Исправившийся Гордов

Исправившийся Гордов

Дальше мне надо будет привести большие отрывки из воспоминаний уже цитированного генерал-лейтенанта И.А. Толконюка. В мемуарах, как известно, все храбрые, но Толконюк, судя по всему, таким и был. Если тысячи командиров его армии вместе с генералом Лукиным сдались немцам в плен под Вязьмой, то Толконюк, будучи ранен, из окружения вышел. Затем, уже дважды награждённый, он снова был тяжело ранен, едва не лишился ноги и был признан негодным к военной службе, но порвал заключение медкомиссиии и добился отправки на фронт. Согласитесь, что эти факты, зафиксированные в его послужном списке, достаточно хорошо о нём говорят даже без описания им своего поведения в тех переделках, в которые он попадал во время войны.

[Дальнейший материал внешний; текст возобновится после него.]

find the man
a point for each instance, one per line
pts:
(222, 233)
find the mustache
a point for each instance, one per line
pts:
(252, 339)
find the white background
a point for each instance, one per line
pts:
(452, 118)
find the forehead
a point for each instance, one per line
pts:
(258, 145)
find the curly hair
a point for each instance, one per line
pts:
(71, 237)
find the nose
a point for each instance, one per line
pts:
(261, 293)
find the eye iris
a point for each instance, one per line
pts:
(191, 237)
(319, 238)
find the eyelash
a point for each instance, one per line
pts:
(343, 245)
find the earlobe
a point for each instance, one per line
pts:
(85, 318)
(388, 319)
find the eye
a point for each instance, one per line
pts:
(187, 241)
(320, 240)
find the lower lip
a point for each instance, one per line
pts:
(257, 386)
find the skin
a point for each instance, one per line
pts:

Толконюк два года служил с генералом Гордовым, причём, Гордов был, как и генерал Лукин, штабист (оба эти генерала были назначены командовать армиями с должности начальника штаба округа). По воспоминаниям Толконюка, Гордов как бы приближал его, толкового молодого штабного офицера, к себе, но одновременно стремился сломать и подмять его под себя, а Толконюк, как и полагается упрямому хохлу, упирался, в связи с чем Гордов несколько раз посылал Толконюка в качестве наказания в такие дела, в которых риск гибели офицера был очень велик, но после этого не награждал, объясняя, что за наказания не награждают. В связи с этим, Толконюк, скорее всего, Гордова очень не любил, хотя и старается быть объективным. По крайней мере, он только раз, описывая поведение Гордова, дал деталь, которую можно было бы и опустить.

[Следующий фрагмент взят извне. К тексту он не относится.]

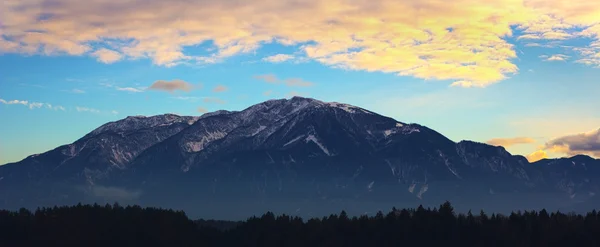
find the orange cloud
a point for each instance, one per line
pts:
(107, 56)
(464, 41)
(507, 142)
(537, 155)
(171, 86)
(279, 58)
(582, 143)
(220, 89)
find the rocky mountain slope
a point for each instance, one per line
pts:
(300, 155)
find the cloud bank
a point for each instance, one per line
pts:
(582, 143)
(507, 142)
(171, 86)
(463, 41)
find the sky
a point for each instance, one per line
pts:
(523, 74)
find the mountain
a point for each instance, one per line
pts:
(297, 155)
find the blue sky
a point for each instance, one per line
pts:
(536, 96)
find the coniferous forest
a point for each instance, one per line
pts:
(114, 225)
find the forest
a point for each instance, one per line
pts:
(115, 225)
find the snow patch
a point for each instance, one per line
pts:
(393, 168)
(261, 128)
(293, 140)
(197, 146)
(316, 141)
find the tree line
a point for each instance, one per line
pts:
(115, 225)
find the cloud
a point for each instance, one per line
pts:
(187, 98)
(294, 93)
(220, 89)
(268, 78)
(213, 100)
(290, 82)
(507, 142)
(297, 82)
(34, 105)
(464, 41)
(131, 89)
(582, 143)
(86, 109)
(107, 56)
(31, 105)
(171, 86)
(202, 110)
(279, 58)
(556, 57)
(537, 155)
(14, 102)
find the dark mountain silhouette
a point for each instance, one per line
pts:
(299, 156)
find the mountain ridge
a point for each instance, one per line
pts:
(284, 150)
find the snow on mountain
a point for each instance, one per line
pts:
(289, 148)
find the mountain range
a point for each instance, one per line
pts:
(298, 156)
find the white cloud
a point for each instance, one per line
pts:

«В блиндаже комдива начался разнос. Отчитав без всякого стеснения генерала Киносяна за плохую работу штаба, упрекая его в том, что, наверное, немцы и кашу получают из котлов штаба армии с согласия беспечного начальника штаба, Гордов переключился на комдива, спрашивая и не давая сказать слова, почему ему не выгодно бить немцев. Неистово почесав внутреннюю часть ног, запустив руку в ширинку (он так поступал всегда, когда сильно возмущался), командующий переключил свой гнев на меня: «Вы, операторы, всё время болтаетесь по войскам, по крайней мере этого я от вас требую, при беззубом начальнике штаба. Почему вы смирились с таким безобразием?».

Толконюк пишет, что он несколько раз пытался уйти на нижестоящую должность, чтобы только не служить вблизи Гордова, но тот его не отпускал.

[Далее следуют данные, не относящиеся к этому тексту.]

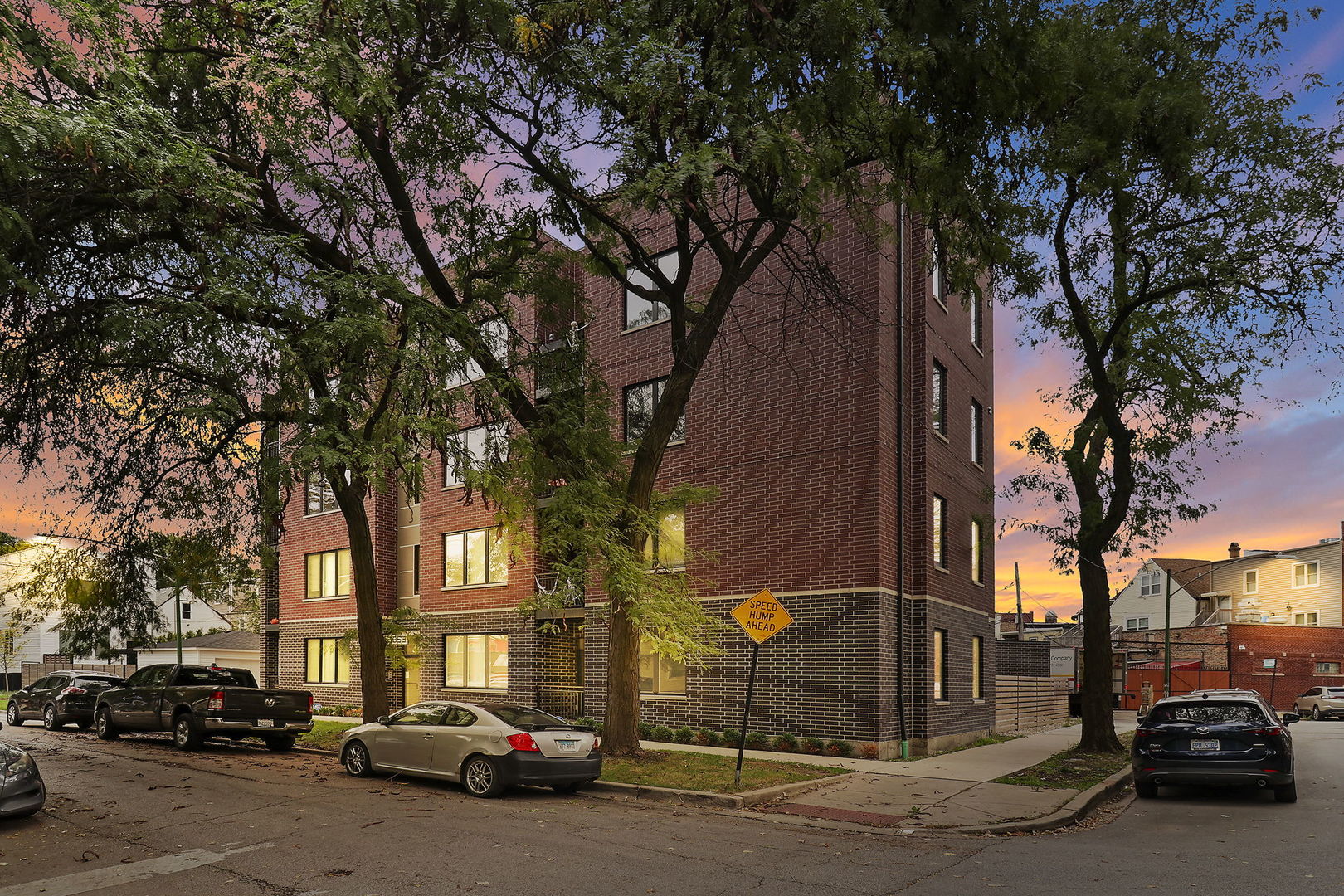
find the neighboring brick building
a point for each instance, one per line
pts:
(793, 421)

«Молокосос! — завопил генерал, дав волю нервам. — Из штаба ты можешь уйти только в штрафной батальон. Другого пути не будет! В штрафники могу составить протекцию, у меня на это и власти и воли хватит. Подумать только, Степан Ильич, — обратился Гордов с насмешкой к Киносяну, — он хочет быть начальником штаба дивизии. Губа не дура. Я ещё посмотрю, как он будет впредь работать. А начальником штаба батальона не хочешь? — резко обернулся ко мне разгневанный командующий. — Об этом можно подумать.

Оскорблённый таким оборотом дела, я вызывающе ответил: «Пойду и на штаб батальона… Хоть буду подальше от вас», — невольно вырвалось у меня.

— Нет, штаб батальона я тебе не доверю. Хотя и там я бы тебя нашёл. Не за горами.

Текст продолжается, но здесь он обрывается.